I was truly amazed at the level of this conversation and the ease with how the young women discussed something that we as adults seem to have so much trouble with. And, it makes me realize how important language is when discussing these issues. You’ll notice when Iris uses a quote from Wendy Kramer she uses the term “sibling” not even “half-sibling.” That is certainly Wendy’s right, and I respect her greatly for her passionate voice and work, but as a fellow parent of a child born through the assistance of a donor, I would never use that language with my own son. What I will tell him is that there was a nice person who donated some genetic material to help him be created. And, that there are some other people that she helped as well. These are not his siblings and she is not his mother. In our house a parent is someone who raises a child and a sibling is someone who relates to his or her brother or sister in that way. (As an aside I have always thought in the adoption world that it would be great if we stopped using the term “birth mother” and started using “life giver”).
Obviously, these are challenging issues but I think that every parent has the right to determine what is best for their own family. While psychologists can certainly give us input, ultimately they are not the ones parenting these children. So, just as Wendy has made a very vocal attempt to use words like “sibling” and “family” to apply to these children, I will be very vocal to make sure that we introduce other words that are, in my opinion, more applicable to the issue at hand.
Another issue that I have heard from my friends and colleagues in the mental health field is that sperm donors are not fully informed that having so many offspring is a possibility. I cannot speak for every sperm bank but I can tell you that we discuss that issue as well as do psychological screening. What we have found anecdotally with the majority of our sperm and egg donors is that they are doing this as a medical donation and are not that interested in knowing the ultimate outcome. I think it helps them separate the issue in their own minds that eggs and sperm by themselves are not children. They do not think of themselves as parents and certainly don’t expect the children to either.
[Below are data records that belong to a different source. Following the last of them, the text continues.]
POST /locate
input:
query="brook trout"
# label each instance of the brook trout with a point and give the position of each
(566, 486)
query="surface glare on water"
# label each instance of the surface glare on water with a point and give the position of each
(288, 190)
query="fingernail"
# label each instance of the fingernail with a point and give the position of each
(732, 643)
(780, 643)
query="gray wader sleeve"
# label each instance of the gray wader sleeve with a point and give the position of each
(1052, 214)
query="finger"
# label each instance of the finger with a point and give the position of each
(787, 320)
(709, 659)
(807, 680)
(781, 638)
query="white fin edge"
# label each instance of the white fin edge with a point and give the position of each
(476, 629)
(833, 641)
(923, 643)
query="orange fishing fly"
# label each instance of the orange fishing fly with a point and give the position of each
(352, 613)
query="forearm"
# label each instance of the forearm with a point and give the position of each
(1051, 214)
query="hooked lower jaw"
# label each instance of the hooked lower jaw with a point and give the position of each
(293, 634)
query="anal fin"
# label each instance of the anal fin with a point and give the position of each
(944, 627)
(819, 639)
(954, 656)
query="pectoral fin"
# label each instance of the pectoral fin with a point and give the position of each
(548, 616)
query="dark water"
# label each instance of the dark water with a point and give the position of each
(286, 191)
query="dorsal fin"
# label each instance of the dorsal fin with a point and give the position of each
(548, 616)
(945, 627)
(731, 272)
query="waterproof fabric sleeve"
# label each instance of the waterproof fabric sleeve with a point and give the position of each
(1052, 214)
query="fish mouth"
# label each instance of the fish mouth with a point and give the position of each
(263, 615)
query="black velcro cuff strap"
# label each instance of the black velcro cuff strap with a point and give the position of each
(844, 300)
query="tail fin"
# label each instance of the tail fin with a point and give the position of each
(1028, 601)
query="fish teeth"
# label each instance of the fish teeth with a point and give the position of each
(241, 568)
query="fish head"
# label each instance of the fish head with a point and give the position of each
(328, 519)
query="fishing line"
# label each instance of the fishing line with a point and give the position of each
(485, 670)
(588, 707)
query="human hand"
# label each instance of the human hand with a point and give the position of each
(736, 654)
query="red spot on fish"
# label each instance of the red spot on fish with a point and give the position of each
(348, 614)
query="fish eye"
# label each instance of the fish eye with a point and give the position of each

There are so many related issues that we could and should debate. But, one thing that is very clear to me is that there is no research that has been done to show the impact on the children as it relates to how they relate to multiple offspring or how they feel about the donor’s role in their life. I hope that we can work together to do a comprehensive, scientific study with a large population of teens and young adults who were born through sperm and egg donation. This would allow us to determine what is and what isn’t important in this conversation. Then we can decide if further self or governmental regulation is needed.
Until such a study is done, I think we should all turn the volume down a bit on this conversation as it relates to regulation as it might attempt to address a problem that may or may not really exist for the majority of families. And, it certainly could do a great deal of harm for future parents who may be unable to pursue their own dreams of family.
Stuart Bell is the CEO of Growing Generations and is the Co-chair of Path2Parenthood. He and his husband reside in Los Angeles with their son.